Islam Today

Culture

Friday, April 10, 2026

War Abroad, Cracks Within

By Mohammad Hammoud

War Abroad, Cracks Within

Protest, depletion, and the rising cost of power in the United States and “Israel”

Washington and “Israel” had a theory: apply enough pressure, and Tehran would crack from within. Instead, the opposite has unfolded. Large crowds filled the streets of Tehran—not in protest, but in open support of the state. At the very moment its adversaries expected collapse, the regime projected unity. The pressure point they counted on has hardened.

Blowback at Home

Far from Tehran, unrest has taken root where it was least expected. In American cities and “Tel Aviv”, people are not just disagreeing with policy—they are losing confidence in those who make it. Reports from March 2026 count more than 250 major demonstrations worldwide, most of them inside the United States, with millions joining anti-war protests in one of the largest mobilizations in decades—a sustained blowback against a war seen as open-ended, costly, and without a clear finish line.

The scale points to something deeper than opposition to a single decision—a widening break between those in power and the people they govern, visible in sharper polarization, falling trust in institutions, and a generational divide over what American power is for.

Strain Beneath the Surface

In “Israel,” dissent cuts deeper. Protest is shaped not only by political disagreement, but by the daily texture of war—air raid sirens, disrupted routines, and the slow accumulation of psychological strain. It raises a harder question: whether the state can maintain both its security and its social cohesion under pressure that shows no sign of easing.

That unrest is echoed inside the military.
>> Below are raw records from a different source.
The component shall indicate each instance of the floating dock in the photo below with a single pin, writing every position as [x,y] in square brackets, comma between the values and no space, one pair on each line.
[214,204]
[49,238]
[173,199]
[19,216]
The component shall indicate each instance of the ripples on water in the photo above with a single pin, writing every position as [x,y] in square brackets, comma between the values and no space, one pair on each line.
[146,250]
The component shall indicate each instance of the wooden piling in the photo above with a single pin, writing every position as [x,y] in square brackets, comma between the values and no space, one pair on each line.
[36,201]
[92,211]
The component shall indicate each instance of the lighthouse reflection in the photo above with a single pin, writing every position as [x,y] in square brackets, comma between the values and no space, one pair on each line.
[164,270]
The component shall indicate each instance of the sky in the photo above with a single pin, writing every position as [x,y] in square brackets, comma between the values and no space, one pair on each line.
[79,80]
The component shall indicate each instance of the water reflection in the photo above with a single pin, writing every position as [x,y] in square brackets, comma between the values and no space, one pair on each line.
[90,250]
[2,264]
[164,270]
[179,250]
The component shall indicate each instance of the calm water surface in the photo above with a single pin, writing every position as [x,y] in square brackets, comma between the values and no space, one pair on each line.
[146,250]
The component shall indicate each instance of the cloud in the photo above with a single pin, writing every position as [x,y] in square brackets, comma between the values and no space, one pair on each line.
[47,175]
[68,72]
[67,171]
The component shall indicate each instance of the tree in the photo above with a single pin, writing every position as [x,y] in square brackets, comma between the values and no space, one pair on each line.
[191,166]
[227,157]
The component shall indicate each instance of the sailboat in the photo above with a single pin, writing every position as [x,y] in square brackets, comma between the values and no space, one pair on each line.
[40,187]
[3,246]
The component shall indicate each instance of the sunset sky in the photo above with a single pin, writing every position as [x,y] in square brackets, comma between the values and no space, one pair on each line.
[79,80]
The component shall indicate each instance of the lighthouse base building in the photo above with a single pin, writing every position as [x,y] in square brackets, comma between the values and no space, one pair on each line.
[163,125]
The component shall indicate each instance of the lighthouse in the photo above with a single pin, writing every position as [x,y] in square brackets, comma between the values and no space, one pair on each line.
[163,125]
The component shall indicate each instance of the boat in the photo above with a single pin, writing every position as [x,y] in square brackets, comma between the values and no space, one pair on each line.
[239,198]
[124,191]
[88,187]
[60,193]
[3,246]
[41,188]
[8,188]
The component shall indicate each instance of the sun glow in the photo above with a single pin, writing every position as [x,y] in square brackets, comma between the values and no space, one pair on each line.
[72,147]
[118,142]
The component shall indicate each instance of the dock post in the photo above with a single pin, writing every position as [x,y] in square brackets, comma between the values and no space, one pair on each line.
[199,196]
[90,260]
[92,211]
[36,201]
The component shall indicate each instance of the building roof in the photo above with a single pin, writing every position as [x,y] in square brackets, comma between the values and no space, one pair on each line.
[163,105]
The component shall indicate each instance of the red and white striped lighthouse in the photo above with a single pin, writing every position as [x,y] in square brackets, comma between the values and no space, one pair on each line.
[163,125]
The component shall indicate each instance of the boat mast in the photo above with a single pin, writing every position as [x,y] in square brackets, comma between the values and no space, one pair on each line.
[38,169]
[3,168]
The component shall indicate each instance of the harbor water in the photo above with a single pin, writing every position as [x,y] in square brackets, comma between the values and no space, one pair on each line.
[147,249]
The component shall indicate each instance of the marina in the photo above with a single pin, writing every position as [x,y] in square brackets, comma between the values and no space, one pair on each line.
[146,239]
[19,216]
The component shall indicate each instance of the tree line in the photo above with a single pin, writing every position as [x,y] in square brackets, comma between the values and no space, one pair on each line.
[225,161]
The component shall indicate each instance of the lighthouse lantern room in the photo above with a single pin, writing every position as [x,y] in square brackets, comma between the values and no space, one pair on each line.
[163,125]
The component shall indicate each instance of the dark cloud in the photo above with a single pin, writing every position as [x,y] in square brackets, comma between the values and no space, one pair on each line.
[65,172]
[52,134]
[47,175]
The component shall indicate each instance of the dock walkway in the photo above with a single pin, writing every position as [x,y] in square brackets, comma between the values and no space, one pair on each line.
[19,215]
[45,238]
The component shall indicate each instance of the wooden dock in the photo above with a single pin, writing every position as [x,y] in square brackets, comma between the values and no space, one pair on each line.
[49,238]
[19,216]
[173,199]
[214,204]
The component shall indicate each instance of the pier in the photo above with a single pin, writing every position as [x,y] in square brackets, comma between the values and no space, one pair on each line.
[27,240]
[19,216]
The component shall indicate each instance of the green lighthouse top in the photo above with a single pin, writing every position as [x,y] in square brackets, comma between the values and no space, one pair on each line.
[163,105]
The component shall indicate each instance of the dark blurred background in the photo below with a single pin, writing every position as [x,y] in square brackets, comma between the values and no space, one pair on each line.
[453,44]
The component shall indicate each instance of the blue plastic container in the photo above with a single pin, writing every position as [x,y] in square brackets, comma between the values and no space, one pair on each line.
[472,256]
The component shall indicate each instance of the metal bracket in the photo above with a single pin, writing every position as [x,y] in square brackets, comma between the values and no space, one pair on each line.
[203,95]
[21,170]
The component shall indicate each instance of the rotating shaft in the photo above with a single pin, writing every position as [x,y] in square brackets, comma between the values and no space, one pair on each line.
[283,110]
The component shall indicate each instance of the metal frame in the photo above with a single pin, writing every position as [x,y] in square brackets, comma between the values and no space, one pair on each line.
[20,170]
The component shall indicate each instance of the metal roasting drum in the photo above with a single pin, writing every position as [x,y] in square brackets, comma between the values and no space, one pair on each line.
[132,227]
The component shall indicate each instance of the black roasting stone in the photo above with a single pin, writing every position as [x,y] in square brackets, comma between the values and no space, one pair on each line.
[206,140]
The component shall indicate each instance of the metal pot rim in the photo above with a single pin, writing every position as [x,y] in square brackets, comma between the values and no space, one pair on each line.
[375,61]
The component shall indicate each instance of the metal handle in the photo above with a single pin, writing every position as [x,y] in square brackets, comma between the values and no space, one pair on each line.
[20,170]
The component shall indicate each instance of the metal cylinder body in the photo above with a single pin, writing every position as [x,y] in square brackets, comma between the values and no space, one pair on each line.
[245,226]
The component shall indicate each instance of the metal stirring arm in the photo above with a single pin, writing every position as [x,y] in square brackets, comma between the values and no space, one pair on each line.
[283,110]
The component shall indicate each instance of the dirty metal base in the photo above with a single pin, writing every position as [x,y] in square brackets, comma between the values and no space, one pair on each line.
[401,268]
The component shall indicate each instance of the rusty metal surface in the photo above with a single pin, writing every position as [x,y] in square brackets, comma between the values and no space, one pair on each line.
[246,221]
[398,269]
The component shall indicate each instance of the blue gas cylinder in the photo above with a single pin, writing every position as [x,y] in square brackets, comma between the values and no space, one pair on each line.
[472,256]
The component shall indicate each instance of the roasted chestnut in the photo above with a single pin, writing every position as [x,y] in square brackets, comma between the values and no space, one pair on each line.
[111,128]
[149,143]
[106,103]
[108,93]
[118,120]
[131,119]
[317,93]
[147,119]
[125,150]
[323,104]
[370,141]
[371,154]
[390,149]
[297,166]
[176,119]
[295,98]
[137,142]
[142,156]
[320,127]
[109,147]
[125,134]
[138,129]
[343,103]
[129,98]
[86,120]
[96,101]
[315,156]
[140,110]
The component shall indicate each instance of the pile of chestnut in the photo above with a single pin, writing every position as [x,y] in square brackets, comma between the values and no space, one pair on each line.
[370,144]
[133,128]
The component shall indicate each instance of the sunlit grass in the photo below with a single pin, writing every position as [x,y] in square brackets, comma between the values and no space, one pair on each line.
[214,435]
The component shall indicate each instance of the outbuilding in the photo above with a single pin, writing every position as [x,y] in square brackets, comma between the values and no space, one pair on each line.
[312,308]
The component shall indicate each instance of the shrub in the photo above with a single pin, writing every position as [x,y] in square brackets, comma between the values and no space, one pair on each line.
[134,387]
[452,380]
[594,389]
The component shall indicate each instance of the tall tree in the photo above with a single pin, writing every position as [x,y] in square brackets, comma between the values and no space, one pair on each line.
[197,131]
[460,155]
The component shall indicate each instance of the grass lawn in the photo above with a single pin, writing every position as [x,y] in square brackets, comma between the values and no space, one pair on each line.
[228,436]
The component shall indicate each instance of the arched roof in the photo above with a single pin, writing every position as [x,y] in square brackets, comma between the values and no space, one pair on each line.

Senior commanders have warned that, without urgent changes to conscription and reserve policies, the army risks structural strain. Reports of troop shortages and overstretched reserves point to a widening gap between what the mission demands and what the institution can provide—and that gap is tightening.

Beyond manpower, a more immediate problem is emerging in the skies. For years, Western military confidence rested on the assumed reliability of layered air defense. That assumption is now being tested.

“Israel” is reportedly running short of missile interceptors. Incoming attacks have outpaced replenishment, and sustained conflict has drawn down stockpiles faster than factories can refill them—exposing the limits of even advanced systems when pushed hard enough, for long enough.

Finite Supply, Expanding Demand

The strain extends to the United States. Officials have acknowledged that their own stockpiles are being drawn down to keep their ally supplied. Production is accelerating, but the reality is simple: an arsenal cannot be built overnight.

Missile defense, long treated as near-guaranteed, is revealing its dependence on finite resources. The margin of safety is shrinking—and a prolonged conflict risks pushing it past the point of no return.

The Oil Gambit

As military strain deepens, financial pressure is being directed toward regional allies. Gulf states are being asked to finance substantial portions of the war, even as their concerns about its direction are largely ignored. Over the years, these countries have spent billions of dollars on security and protection, believing that would be enough to safeguard their stability. Instead, they now find that it is not enough. They are expected to fund a conflict they were not consulted on, and one in which their concerns have been disregarded—even as it damages their economies and destabilizes the region.

The Unequal Partnership

The conflict has further exposed the unequal nature of these partnerships. Despite the billions of dollars, the United States provides annually to “Israel,” it is “Israeli” leadership that makes the key decisions, with Washington largely following their lead. By contrast, Gulf states—despite spending billions of dollars in support of the United States—are treated as subordinate partners, with their concerns often disregarded and their role reduced to financing rather than decision-making.

A System Under Pressure

Taken together, these developments reveal a conflict that has moved beyond distant battlefields. It is feeding back into institutions, streets, and the political foundations of the states waging it.

In both the United States and “Israel,” the effects of war are becoming embedded at home—visible in the streets, echoed in military warnings, and felt in the widening gap between what officials say and what people experience. The cost of projecting power outward is no longer abstract. It is being paid internally—and the bill is still rising.